04.09.2017: Mr. Islam shows us an item from Portuguese-India 1945 with the following comment and question: "An envelope originated by Messrs. Volkart Brothers and mailed from Marmagoa, Portuguese India, to London on 22 July 1945 towards the fag end of World War II. Incidentally, Volkart Brothers was a Swiss firm which had branches in all major cities of British India. The cover has some interesting stamps affixed on the reverse side, such as, 1 Rupia Portuguese India depicting Vasco da Gama's Flagship, a pair of 2 1/2 tgs., a single 3 1/2 value, and a pair of 4 1/2 tgs., Plane over Globe issues, inscribed 'Correios Telegrafos Estado Da India'. On the front is a handwritten inscription 'Karachi - Durban' although the cover was passed by an Examiner in Bombay DHC /2. Why was the envelope routed through Durban? As far as I know, this airmail route also known as 'the Horseshoe Route' had come into effect for British commercial mail after the fall of Singapore, and was mostly used between 1942 and 1944. The hub was Lagos, Nigeria, from where PanAm would carry mail to Miami, Florida, in the United States. Wasn't this too circuitous a route for an airmail letter from Bombay (nearest city to Goa) to London in 1945?"

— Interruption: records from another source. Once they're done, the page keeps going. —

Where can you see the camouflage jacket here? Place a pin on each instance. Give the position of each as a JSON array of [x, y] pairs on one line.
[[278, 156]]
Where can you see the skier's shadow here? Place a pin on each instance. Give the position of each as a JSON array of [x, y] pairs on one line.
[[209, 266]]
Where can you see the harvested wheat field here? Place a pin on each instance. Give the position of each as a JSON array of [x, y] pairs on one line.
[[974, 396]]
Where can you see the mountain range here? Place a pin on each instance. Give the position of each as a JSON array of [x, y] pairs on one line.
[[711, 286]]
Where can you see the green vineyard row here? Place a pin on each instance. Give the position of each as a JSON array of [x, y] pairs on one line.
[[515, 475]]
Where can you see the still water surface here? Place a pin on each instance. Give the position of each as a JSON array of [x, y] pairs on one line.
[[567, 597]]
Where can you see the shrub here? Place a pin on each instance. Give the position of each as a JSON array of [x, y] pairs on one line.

09.08.2017: Mr. Bornmann shows us an item regarding Nepal and has the following question: "This letter from Calcutta addressed to King Rajendra in Kathmandu, Nepal shows a CALCUTTA FREE-mark. Who can give any information regarding this marking?"

11.MAY.2017: Mr. Zahid Islam has supplied these noticeable left-shift of the black printing of the UPU issue 1949 from Bahawalpur. He never has seen any literature or notice describing this flaw. Who can give some details or can show examples?

Comment by J. Wrede: In my stock I can define horizontal shiftings up t o 3 mm for these stamps. However the item shown here has an extreme left-shift. Comparing the shown item with my item with the maximum right-shift gives a difference of more than 7 mm.
It should be mentioned that vertical shifting can be observed as well. Items with the black print touching or even overlapping the upper or lower letters can be found.

08.FEB.2017: Mr. Becker (a collector of unissued stamps whom we had helped earlier) has sent us the following question:
"The shown miniature sheet and ten single stamps Legendary Singers of India have been issued on 31.12.16. Interestingly a similar (same?) issue was announced to be issued on 21.05.2016. But the stamps came not into sale. There was rumour that the issue had been withdrawn as 5 of the 10 selected singers had already been honoured by earlier stamp issues. It is said that the already printed stamps had been destroyed.
Comparing the issued stamps with pictures of the non-issued stamps I can not detect any difference. Is it possible that the now published stamps are those printed early in 2016 (the stamps had NOT been destroyed) and there was in fact a delay of several months to issue them?"

Note by the Editor: This is a mysterious issue: The stamps had not been issued in May 2016 but were available a short time after (probably illegal) in the philatelic market. See the extracts (PDF-documents) from two publications BetterPhilatelie and RainbowStampNews as PDF.

11.02.2017: Mr. Eckstein has sent in a question about a letter from British-India (Bombay) to Egypt (Cairo) dated 2nd April 1887:
"I am just studying postage due of Egypt. I am not an expert of the Indian postage tariffs and thus are asking for your help. I assume that the postage for the 4th weight class was 12 Annas, thus 2 Annas are missing. Converting 2 Annas gives 1 Egyptian Piastre resulting in 2 Egyptian Piastre postage due."
Who can help calculating the postage?